For a while it looked as if Los Angeles Kings
center Anze Kopitar
was without question the best NHL player who would not be going to the 2010 Olympics. Then his skyrocketing star status began to fade along with his production through most of November and all of December.
Now, he's back.
After recording only 6 points on 2 goals and 4 assists in 14 December games, Kopitar regained his swagger in January and finished the month with 17 points on 7 goals and 10 assists in 14 games.
Once the NHL's scoring leader, Kopitar again is in the top 15, with 56 points, after picking up an assist on Drew Doughty
's game-winning, last-minute power-play goal that lifted Los Angeles to a somewhat improbable 3-2 victory against the Devils on Sunday night.
He finished the Kings' just-concluded 5-0-0 road trip with 4 goals and 5 assists.
"Obviously with the start that I had my confidence was pretty high, but then you get into a little slump and you're fighting the puck and not shooting as accurate or whatever," Kopitar, who now has 23 goals and 33 assists, told NHL.com. "As soon as you get a couple of goals and a couple of assists you start to feel good again and it's a lot easier again."
Kopitar can't go to the Olympics because his native Slovenia did not qualify for the tournament. Instead, he said he's going to enjoy his time off with his girlfriend and maybe spend a few nights in Aspen.
That vacation will feel a whole lot better if both he and the Kings can continue at their current pace for the next two weeks.
The Kings have won six straight and eight of their last nine to climb within two points of fourth place in the Western Conference. Five of L.A.'s last six games before the Olympic break will be at home, starting Tuesday against the New York Rangers
"It's obviously a big time for us right now," Kopitar said. "We had a good road trip. We wanted to finish it off right and get back home. I'm sure the coaches will stress the importance of that span of six games before the break, which are obviously huge games. Those are the points that we have to collect."
The Kings' current hot streak coincides with Kopitar's resurgence.
After scoring a League-high 30 points through the first 19 games of the season, Kopitar started slumping Nov. 13. He managed only 11 points (2 goals, 7 assists) over the next 22 games before the calendar flipped to 2010.
"I don't know if I got away from playing my game. I sure tried it, but maybe it was not working for me," said Kopitar, who needed 12 games to score his first 10 goals, but 39 to score his next 10. "My mindset wasn't any different than it was from the start of the season. You go through ups and downs and great players don't let those downs be more than just a couple of games. That's the thing that I still have to work on."
Kings coach Terry Murray
believes Kopitar's production slipped in part because he couldn't find chemistry with his linemates.

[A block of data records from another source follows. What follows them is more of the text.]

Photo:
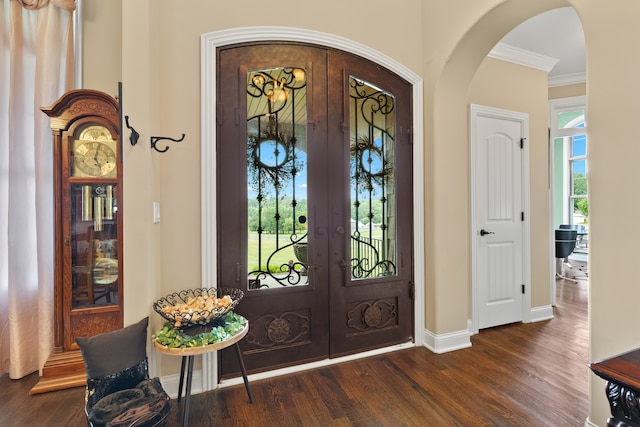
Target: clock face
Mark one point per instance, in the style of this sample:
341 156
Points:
94 154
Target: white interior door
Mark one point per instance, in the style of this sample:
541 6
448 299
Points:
497 147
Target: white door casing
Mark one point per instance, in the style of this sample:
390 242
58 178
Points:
498 199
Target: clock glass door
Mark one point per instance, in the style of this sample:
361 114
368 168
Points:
94 252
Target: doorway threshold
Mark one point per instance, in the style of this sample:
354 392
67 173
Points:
313 365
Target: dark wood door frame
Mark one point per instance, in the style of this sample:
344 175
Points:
334 296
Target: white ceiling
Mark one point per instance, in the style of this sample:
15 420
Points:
555 34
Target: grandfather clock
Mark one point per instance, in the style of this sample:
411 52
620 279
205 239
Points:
88 286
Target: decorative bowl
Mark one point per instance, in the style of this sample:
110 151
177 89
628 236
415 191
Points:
199 306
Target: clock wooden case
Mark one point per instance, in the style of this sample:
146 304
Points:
88 285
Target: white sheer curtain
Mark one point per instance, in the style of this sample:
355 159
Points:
36 68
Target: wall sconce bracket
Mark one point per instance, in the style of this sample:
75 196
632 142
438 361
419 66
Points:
155 139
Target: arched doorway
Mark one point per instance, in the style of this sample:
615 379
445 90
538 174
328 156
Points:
315 194
211 42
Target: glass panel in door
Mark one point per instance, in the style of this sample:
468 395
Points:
277 177
373 198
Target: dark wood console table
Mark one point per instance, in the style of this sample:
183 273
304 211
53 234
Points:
622 373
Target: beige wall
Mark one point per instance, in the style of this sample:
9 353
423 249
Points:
444 41
568 91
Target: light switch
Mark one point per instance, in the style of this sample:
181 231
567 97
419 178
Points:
156 212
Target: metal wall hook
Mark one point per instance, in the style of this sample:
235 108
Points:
133 138
155 139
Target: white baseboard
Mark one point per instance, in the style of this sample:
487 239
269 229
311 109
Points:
170 383
541 313
444 343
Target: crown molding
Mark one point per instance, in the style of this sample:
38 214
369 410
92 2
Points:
524 57
567 79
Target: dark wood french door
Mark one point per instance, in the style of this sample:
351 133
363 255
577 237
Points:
314 201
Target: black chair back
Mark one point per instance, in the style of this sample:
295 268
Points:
565 242
578 227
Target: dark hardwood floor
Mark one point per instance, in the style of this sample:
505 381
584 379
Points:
515 375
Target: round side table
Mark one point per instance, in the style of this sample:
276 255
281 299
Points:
188 355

He had it in spades with Justin Williams
and Ryan Smyth
through the first month or so of the season. The trio made up the League's hottest line until Williams went out for five games in late October with a lower-body injury.

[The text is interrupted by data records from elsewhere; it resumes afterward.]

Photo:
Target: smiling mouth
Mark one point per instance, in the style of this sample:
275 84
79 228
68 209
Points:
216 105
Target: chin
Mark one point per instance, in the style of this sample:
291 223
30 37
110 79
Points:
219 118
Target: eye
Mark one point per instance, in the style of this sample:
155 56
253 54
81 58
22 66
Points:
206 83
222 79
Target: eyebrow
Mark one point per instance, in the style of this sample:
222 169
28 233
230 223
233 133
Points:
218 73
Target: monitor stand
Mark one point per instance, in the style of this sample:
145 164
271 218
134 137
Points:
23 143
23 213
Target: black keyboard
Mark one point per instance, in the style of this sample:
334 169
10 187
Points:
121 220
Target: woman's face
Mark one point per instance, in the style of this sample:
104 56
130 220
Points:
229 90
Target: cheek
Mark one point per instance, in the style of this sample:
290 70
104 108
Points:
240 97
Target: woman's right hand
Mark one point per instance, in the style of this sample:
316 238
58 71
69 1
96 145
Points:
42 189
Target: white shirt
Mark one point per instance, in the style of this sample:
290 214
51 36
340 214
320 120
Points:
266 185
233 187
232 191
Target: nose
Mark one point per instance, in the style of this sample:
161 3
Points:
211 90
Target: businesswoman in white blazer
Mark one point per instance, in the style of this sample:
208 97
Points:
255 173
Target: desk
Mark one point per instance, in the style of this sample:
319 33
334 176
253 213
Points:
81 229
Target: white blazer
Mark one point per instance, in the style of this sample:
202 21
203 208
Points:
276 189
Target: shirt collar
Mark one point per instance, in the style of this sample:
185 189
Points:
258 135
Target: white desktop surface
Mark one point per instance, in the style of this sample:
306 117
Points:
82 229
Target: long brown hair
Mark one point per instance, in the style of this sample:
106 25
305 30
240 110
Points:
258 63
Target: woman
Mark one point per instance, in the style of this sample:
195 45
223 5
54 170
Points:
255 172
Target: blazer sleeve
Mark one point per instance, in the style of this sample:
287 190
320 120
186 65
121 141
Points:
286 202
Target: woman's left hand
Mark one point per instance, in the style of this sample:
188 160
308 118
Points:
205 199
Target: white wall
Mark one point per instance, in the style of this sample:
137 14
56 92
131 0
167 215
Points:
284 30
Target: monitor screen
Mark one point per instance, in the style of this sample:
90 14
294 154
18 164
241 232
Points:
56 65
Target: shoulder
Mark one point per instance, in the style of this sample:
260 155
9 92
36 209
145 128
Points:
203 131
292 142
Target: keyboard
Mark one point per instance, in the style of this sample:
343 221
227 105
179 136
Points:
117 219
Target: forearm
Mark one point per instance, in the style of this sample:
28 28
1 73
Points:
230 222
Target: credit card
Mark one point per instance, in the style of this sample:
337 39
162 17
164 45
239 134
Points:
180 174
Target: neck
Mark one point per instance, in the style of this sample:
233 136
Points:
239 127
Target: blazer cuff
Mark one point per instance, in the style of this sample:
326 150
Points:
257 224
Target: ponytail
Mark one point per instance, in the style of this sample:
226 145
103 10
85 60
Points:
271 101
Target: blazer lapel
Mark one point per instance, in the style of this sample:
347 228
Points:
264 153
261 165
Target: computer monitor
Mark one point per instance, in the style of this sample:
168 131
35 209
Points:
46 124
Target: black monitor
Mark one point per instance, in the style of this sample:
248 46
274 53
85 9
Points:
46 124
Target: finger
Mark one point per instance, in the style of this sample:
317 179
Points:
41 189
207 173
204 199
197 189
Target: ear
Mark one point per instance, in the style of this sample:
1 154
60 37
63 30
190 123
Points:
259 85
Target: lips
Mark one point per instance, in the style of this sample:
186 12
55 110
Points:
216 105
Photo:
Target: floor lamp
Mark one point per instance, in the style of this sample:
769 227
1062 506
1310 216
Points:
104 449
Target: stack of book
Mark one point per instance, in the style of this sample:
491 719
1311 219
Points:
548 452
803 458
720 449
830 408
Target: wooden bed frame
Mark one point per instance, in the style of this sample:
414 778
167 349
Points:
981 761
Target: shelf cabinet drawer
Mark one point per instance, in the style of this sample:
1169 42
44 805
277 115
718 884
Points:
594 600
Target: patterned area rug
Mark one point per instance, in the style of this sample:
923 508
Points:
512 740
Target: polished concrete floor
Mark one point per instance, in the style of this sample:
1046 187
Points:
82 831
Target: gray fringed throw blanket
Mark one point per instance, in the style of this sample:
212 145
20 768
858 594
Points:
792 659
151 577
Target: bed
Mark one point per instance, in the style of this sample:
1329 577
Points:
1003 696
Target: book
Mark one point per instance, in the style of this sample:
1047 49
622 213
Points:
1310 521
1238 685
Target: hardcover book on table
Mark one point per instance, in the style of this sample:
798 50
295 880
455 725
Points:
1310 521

Williams came back Nov. 2, but a little over two weeks later Smyth banged up his ribs, forcing him to miss 16 games from Nov. 18-Dec. 17. Two shifts into their first game back together Dec. 26, Williams broke his ankle. He's out indefinitely.
"I think the lack of players messed up the chemistry and now he's trying to find it again," Murray said. "At the end of the day, 'Kopi' has to make that decision himself. His attitude is that he's going to get things turned around and get back on track. He's a power guy and when you see him grabbing the puck and skating with the authority that he has in the last eight to 10 games, you know he's heading in the right direction again."

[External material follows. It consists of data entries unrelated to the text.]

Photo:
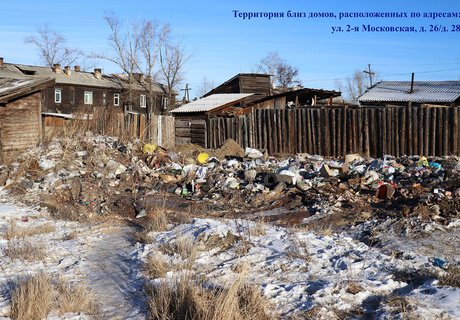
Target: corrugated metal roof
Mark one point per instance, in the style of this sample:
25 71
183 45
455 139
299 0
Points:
211 102
13 87
424 92
83 78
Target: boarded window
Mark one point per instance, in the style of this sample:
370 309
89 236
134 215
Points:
57 95
143 101
88 97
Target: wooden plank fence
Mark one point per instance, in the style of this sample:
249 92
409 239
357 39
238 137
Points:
336 131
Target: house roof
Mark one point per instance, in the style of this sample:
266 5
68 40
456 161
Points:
320 93
239 75
12 88
424 92
212 102
84 78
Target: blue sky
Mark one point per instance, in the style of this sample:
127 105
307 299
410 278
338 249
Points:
222 45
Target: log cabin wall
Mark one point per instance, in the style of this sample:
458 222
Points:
20 124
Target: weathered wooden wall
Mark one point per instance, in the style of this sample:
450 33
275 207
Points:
20 124
191 129
336 131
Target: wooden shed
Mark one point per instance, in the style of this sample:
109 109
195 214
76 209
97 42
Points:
191 118
296 98
256 83
20 114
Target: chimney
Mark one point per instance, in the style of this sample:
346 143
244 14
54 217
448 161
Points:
67 70
137 77
98 73
412 84
57 68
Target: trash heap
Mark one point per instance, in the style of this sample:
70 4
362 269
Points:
99 175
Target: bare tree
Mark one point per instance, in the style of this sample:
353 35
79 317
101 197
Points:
172 60
52 47
146 48
284 75
353 87
205 86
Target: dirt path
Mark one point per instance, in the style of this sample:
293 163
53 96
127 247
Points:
112 270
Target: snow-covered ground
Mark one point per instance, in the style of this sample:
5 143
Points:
297 270
98 255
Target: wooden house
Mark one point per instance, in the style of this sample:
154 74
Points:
257 84
20 114
79 91
191 118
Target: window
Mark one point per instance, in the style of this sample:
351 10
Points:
164 103
143 101
57 95
88 97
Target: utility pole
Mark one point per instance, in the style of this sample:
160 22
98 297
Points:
370 73
186 95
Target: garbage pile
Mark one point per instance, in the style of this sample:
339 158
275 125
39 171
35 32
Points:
99 175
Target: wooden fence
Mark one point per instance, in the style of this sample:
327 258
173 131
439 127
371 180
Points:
335 131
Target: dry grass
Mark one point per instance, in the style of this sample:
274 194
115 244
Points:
401 306
36 296
299 250
189 299
14 231
156 267
451 278
24 249
32 298
158 220
259 229
74 299
183 247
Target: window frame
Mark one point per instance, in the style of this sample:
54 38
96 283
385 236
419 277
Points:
164 103
143 101
116 99
57 92
88 98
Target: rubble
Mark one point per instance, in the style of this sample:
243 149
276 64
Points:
98 175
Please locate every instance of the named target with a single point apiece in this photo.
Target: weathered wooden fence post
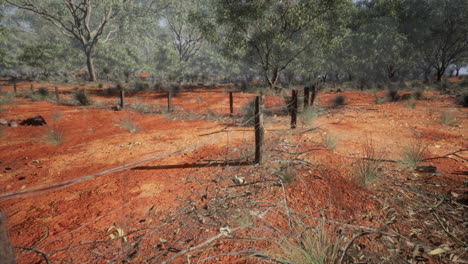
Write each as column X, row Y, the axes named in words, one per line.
column 314, row 94
column 7, row 253
column 122, row 96
column 231, row 104
column 294, row 109
column 169, row 101
column 57, row 96
column 259, row 129
column 306, row 97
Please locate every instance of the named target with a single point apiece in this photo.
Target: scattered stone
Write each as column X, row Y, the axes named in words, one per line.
column 117, row 108
column 426, row 169
column 13, row 123
column 34, row 121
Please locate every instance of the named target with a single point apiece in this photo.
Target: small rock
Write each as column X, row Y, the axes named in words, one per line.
column 13, row 123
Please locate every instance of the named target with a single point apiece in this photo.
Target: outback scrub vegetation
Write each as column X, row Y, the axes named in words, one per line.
column 221, row 131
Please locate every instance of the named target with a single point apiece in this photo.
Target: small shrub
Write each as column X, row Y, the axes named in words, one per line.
column 82, row 97
column 54, row 136
column 413, row 154
column 129, row 125
column 368, row 167
column 392, row 95
column 339, row 100
column 111, row 91
column 43, row 91
column 448, row 118
column 462, row 99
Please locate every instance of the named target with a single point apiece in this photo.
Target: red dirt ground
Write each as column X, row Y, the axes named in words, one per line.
column 174, row 202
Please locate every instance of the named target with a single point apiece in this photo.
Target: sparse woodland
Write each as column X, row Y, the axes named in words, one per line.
column 221, row 131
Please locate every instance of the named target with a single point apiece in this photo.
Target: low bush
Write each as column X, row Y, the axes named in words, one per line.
column 462, row 99
column 339, row 100
column 413, row 154
column 43, row 91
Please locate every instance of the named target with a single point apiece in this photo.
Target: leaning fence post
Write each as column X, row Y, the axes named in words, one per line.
column 57, row 96
column 314, row 94
column 231, row 104
column 306, row 97
column 169, row 101
column 294, row 109
column 122, row 96
column 259, row 129
column 7, row 253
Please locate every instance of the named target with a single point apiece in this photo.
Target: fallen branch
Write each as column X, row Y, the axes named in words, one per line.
column 345, row 250
column 203, row 244
column 447, row 231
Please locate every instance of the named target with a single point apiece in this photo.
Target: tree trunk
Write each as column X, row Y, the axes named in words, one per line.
column 91, row 71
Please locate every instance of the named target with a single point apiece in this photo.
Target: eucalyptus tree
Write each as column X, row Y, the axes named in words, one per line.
column 438, row 29
column 87, row 22
column 270, row 34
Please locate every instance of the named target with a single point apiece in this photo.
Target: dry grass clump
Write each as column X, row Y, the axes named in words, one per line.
column 368, row 167
column 54, row 136
column 413, row 154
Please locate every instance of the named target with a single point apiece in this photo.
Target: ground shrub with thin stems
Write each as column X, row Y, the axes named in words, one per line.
column 339, row 100
column 368, row 167
column 462, row 99
column 82, row 97
column 54, row 136
column 43, row 91
column 129, row 125
column 413, row 154
column 304, row 243
column 393, row 95
column 448, row 118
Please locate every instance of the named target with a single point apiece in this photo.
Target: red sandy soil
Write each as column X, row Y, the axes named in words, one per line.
column 175, row 202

Kopitar spent most of the Kings' road trip centering Wayne Simmonds
and Brad Richardson
. He credited the energy he gets from those two as a reason why he again is productive, but Murray saw Kopitar turning the corner before the Kings headed east.
Instead of backing away, he started skating hard through the middle of the defense. He started to show the desire to want the puck on his stick and want to do something good with it.
"I felt for a couple of games Kopitar was playing maybe the best he had played all year long," Murray said. "He has come through a little bit of a downturn and come back with great energy. He's starting to give it again."